Pfizer's ABRYSVO RSV Vaccine Granted FDA Approval for At-Risk Adults

On Oct. 22, Pfizer Inc announced that the U.S. Food and Drug Administration (FDA) has approved ABRYSVO (Respiratory Syncytial Virus Vaccine), the company’s bivalent RSV prefusion F (RSVpreF) vaccine, for the prevention of lower respiratory tract disease (LRTD) caused by RSV in individuals 18 through 59 years of age who are at increased risk for LRTD caused by RSV.

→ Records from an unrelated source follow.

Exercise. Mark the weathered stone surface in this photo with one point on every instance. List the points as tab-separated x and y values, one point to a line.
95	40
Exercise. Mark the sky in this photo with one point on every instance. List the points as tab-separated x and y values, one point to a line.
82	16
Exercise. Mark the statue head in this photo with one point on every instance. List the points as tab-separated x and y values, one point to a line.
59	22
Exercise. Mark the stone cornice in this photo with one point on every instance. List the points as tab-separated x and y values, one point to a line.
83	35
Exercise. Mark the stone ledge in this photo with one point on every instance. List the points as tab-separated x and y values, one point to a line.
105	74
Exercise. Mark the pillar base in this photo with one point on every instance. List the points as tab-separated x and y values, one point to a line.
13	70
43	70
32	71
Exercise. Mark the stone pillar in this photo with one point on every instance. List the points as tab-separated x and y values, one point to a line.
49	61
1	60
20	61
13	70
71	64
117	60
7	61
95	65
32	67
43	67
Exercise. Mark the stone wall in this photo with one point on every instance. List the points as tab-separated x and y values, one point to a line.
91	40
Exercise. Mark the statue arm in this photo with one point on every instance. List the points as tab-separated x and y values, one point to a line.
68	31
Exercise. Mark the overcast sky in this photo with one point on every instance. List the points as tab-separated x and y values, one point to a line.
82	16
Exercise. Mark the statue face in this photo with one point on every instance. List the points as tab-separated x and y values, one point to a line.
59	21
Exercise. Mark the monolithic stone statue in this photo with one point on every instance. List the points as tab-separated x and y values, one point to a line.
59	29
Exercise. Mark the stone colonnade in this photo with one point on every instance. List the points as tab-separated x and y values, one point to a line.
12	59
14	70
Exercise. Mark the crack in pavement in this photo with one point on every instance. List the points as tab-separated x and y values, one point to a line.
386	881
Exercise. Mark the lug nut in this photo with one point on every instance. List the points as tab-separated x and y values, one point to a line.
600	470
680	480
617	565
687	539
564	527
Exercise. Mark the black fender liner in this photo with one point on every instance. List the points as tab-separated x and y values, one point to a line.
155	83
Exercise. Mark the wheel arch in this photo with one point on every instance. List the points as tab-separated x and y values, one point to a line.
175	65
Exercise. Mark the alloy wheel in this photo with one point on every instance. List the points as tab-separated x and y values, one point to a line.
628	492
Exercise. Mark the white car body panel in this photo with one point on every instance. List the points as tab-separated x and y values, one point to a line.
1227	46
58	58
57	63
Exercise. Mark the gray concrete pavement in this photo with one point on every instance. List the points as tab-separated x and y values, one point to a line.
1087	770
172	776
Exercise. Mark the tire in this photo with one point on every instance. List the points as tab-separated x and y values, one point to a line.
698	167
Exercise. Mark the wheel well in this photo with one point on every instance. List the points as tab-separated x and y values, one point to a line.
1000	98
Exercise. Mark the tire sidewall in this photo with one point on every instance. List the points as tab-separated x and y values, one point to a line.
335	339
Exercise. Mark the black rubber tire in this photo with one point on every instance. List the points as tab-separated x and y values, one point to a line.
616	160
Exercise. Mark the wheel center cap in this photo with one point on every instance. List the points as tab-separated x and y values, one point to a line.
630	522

A press release on the announcement said, “ABRYSVO now offers the broadest RSV vaccine indication for adults, which previously included those 60 years and older. Additionally, it remains the only RSV immunization approved for pregnant individuals at 32 through 36 weeks of gestation to protect infants from birth up to 6 months of age.”

Further, “The FDA’s decision is based on inferred efficacy 1 from the pivotal Phase 3 clinical trial (NCT05842967) MONeT (RSV I M munizati ON Study for Adul T s at Higher Risk of Severe Illness), which investigated the safety, tolerability, and immunogenicity of ABRYSVO in adults at risk of RSV-associated disease due to certain chronic medical conditions. The company intends to submit results from MONeT for publication in a peer-reviewed scientific journal and for presentation at an upcoming scientific conference.”

Among U.S. adults 18 to 49 years of age, 9.5% have an underlying chronic condition that puts them at increased risk of developing, and being hospitalized for, RSV-associated LRTD, and this rises to 24.3% among those 50 to 64 years of age.